París y alrededores, viernes 30 de junio
Apenas pasaba de medianoche cuando una patrulla del 8.º de Húsares, tras haber cruzado el Sena en varias barcazas, llegó a la Malmaison. En el edificio principal no se veía luz, ni había centinelas ni carruajes; nada, en general, hacía sospechar que allí hubiese un Napoleón. El pabellón de los guardeses sí estaba iluminado, y allá se dirigió el teniente Rolf von Tiesenhausen para preguntar «a la prusiana». Una vez los habitantes consiguieron sujetar su pánico se hizo claro para el joven oficial que l’Empereur se les había escapado por seis horas. Un disgusto, aunque nadie tenía la culpa, y menos los aterrados guardeses, los cuales, cuando las dos docenas de jinetes marcharon sin violar a las mujeres, fusilar a los hombres o comerse a los niños, se quedaron muy aliviados.
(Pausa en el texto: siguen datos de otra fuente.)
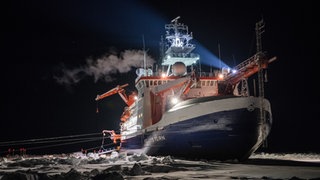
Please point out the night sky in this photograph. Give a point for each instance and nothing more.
(42, 39)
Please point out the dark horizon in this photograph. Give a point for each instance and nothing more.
(42, 38)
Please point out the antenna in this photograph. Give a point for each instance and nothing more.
(219, 55)
(144, 57)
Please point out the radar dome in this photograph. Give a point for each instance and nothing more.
(179, 69)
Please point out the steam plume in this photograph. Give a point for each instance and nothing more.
(104, 67)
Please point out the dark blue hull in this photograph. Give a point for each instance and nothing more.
(222, 135)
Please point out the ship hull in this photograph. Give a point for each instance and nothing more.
(208, 128)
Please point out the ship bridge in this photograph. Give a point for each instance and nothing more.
(178, 48)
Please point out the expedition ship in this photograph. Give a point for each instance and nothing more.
(184, 113)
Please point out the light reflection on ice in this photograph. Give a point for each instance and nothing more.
(141, 166)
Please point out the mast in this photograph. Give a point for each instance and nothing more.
(259, 30)
(144, 57)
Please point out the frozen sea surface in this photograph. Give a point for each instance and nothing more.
(143, 167)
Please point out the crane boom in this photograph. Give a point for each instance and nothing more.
(119, 89)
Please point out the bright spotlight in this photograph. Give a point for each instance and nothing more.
(174, 100)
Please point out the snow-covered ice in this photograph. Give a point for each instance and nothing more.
(143, 167)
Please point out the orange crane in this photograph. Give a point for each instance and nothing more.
(129, 100)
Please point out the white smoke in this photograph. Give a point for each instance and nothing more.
(104, 67)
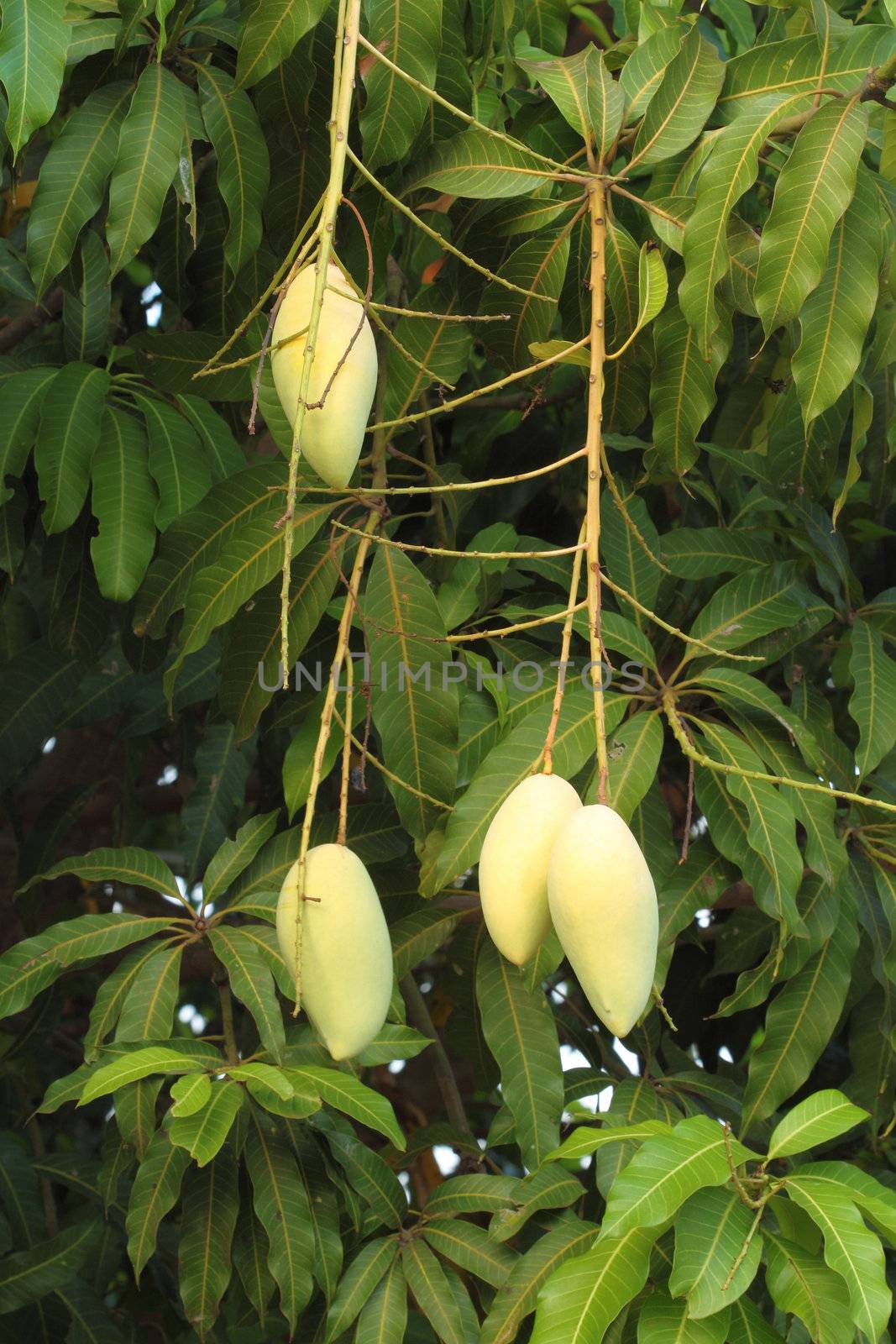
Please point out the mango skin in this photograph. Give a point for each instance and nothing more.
(332, 436)
(513, 864)
(604, 905)
(347, 953)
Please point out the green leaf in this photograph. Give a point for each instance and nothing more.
(813, 192)
(521, 1034)
(730, 171)
(680, 107)
(190, 1095)
(472, 165)
(73, 181)
(801, 1021)
(359, 1281)
(801, 1284)
(667, 1171)
(268, 33)
(176, 460)
(141, 1063)
(683, 387)
(208, 1218)
(432, 1292)
(196, 539)
(154, 1194)
(835, 319)
(33, 60)
(582, 1297)
(716, 1254)
(234, 857)
(204, 1131)
(148, 1008)
(251, 981)
(347, 1095)
(550, 1187)
(148, 155)
(383, 1317)
(417, 719)
(281, 1205)
(851, 1250)
(584, 93)
(29, 1274)
(520, 1292)
(873, 701)
(70, 420)
(20, 401)
(815, 1121)
(130, 866)
(244, 170)
(123, 501)
(33, 964)
(410, 33)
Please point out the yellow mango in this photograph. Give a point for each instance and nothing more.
(332, 436)
(513, 864)
(604, 906)
(345, 948)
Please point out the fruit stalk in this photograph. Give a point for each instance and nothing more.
(597, 208)
(344, 65)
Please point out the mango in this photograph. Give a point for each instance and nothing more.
(513, 864)
(604, 906)
(332, 436)
(345, 948)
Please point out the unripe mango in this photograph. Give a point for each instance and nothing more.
(513, 864)
(345, 948)
(605, 911)
(331, 436)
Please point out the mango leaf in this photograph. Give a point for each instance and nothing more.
(132, 1068)
(154, 1194)
(410, 34)
(813, 192)
(349, 1095)
(123, 501)
(73, 181)
(148, 155)
(730, 171)
(33, 60)
(208, 1218)
(244, 170)
(521, 1035)
(836, 316)
(584, 93)
(70, 420)
(667, 1169)
(416, 717)
(251, 981)
(473, 165)
(383, 1317)
(587, 1294)
(33, 964)
(802, 1285)
(432, 1292)
(873, 701)
(711, 1268)
(799, 1021)
(45, 1267)
(281, 1206)
(815, 1121)
(680, 107)
(359, 1281)
(204, 1131)
(268, 33)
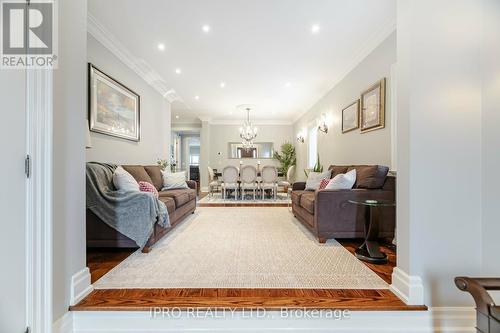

Colomb, una vez puesto al día, viró hacia Saint-Germain, donde recordaba un puente de piedra; un militar no prusiano habría regresado a sus posiciones de partida, pero el Principio de Libertad de Acción era muy querido por los oficiales jóvenes, encantados de saber que su buen juicio se alentaba y valoraba. En Saint-German estaba la escuela de caballería, por lo que había riesgo de que conservara su guarnición y plantase cara, pero Colomb era optimista, de modo que, nada más llegar, se lanzó contra el puente sin pensárselo dos veces. Le animaban unas recientes palabras de Bülow, preocupado por encontrar un paso de suficiente amplitud por donde la masa del Niederrheinarmee pudiese ganar el oeste de París. El puente de Saint-Germain sería ese paso y lo tomaría él, se decía según lo alcanzaba con sus tres escuadrones. Lo encontró mal defendido, apenas sesenta hombres que además no estaban en alerta, sino preparándolo para volarlo. Cogidos por sorpresa, indefensos contra una horda de húsares surgidos de la nada y lanzados al galope, apenas opusieron resistencia. Ésa era la parte fácil, se decía Colomb tras haber despachado varios mensajeros a Bülow dándole cuenta de la importante novedad. La difícil, mucho lo temía, no tardaría en llegar, pues los franceses supervivientes, que habían huido a la carrera, regresarían acompañados. Era, pues, momento de parapetarse para luego defenderse como si fueran infantería. Vivirían horas de angustia, pero el premio merecía la pena.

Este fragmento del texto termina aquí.